So, is Vacationing in Spain Expensive?
Overall, most travelers can expect to spend a minimum of 100 EUR per person, per day in Spain, not including flights to and from the country. This means that a couple should plan on spending about 3,000 EUR for two weeks in Spain, in addition to whatever flights end up costing. Is this expensive? That’s really up to you and your travel partner to decide.
Is Spain cheap? Maybe compared to Scandinavia, Switzerland or other destinations farther north in Europe. I’d also say Spain is a bit cheaper than Greece and Italy on the whole. On the other hand, Spain is more expensive than its neighbor Portugal, as well as countries in Eastern Europe and the Balkan region. On balance, I’d say Spain is probably one of the most average European countries when it comes to the cost of travel.

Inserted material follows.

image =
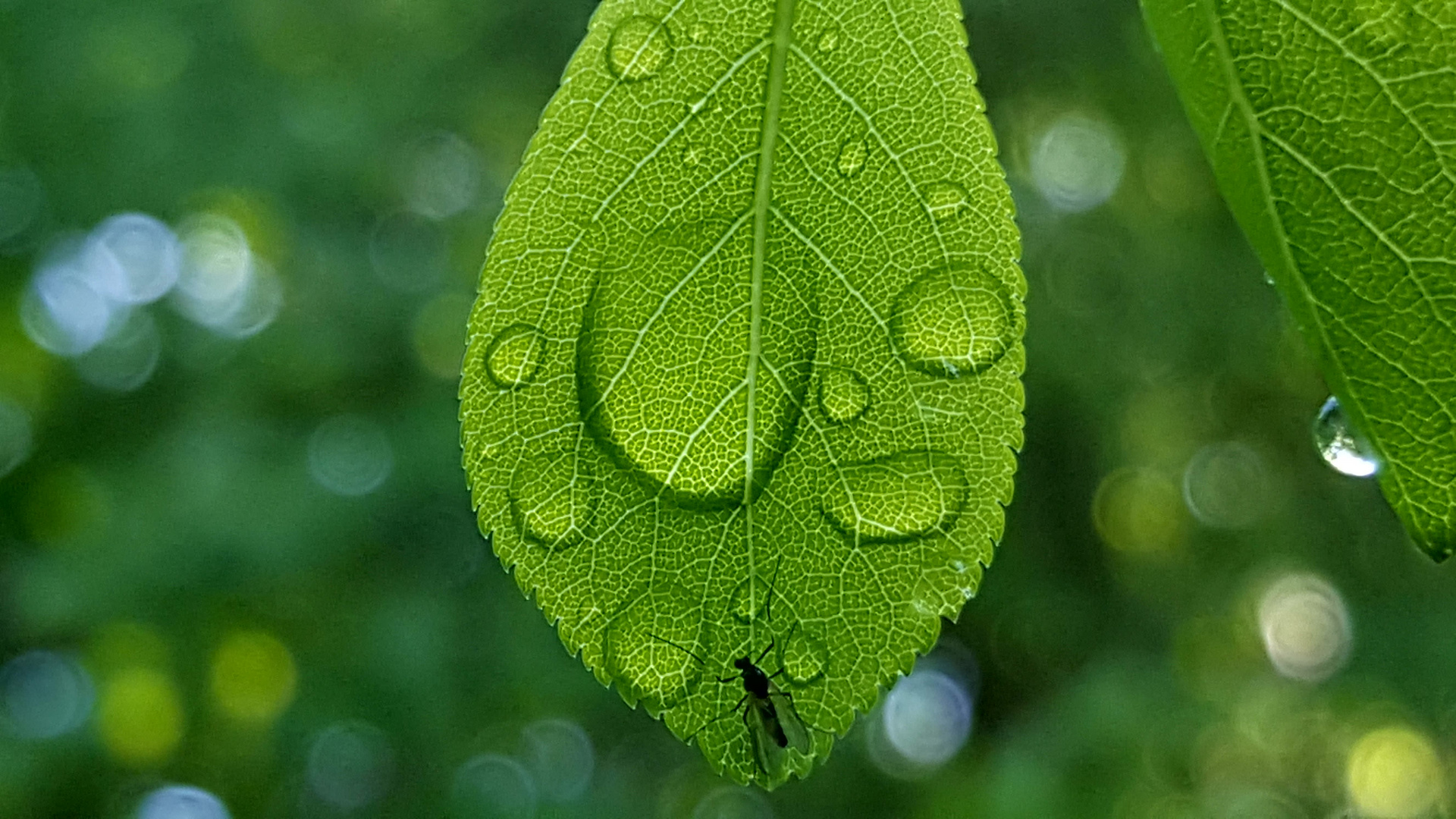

Other FAQ About the Cost of Travel in Spain
How much does a meal cost in Spain?
The cost of a meal in Spain depends on where you’re eating. You can order 3-5 tapas and a pitcher of sangria for under 50 euros—sometimes, substantially under. On the other hand, if you dine at a nice asador and order a prime cut of meat, you can easily spend over 100 euro per person, even without dessert or more than a single bottle of wine.
How much does a 2 week trip to Spain cost?
Keeping in mind that you should expect to pay a minimum of 100 euro per person per day to travel in Spain, a two-week trip to Spain will cost at least $1,400 per person, not including flights to or from the country. Obviously, the more luxury you wish to travel in, the higher your cost per day (and thus, for your whole trip) will be.
Is Spain cheaper than Italy?
In my experience, Spain is slightly cheaper than Italy. The statistics seem to bear this out. According to Kayak, the average price of a hotel in Venice is $144 per night, while Barcelona clocks in at $125. Rome compared to Madrid, meanwhile, is $143 v $109, respectively. I’ve generally also found this to be true for meals and shopping as well.
The Bottom Line
Is Spain expensive? Yes and no. While Spain is cheaper than many destinations in northern Europe (and even nearby Italy), it’s still a relatively pricey place to travel compared to the rest of the globe. Most travelers can expect to spend a minimum of 100 euro per person, per day, even for accommodation in basic hotels (and sometimes, in big cities like Barcelona, even hostels). Is Spain a good value destination? This might be the more important question. The answer, however, is hard to quantify. Although a trip to Spain is a priceless investment on the whole, you might not always feel like you get what you pay for with day-to-day purchases.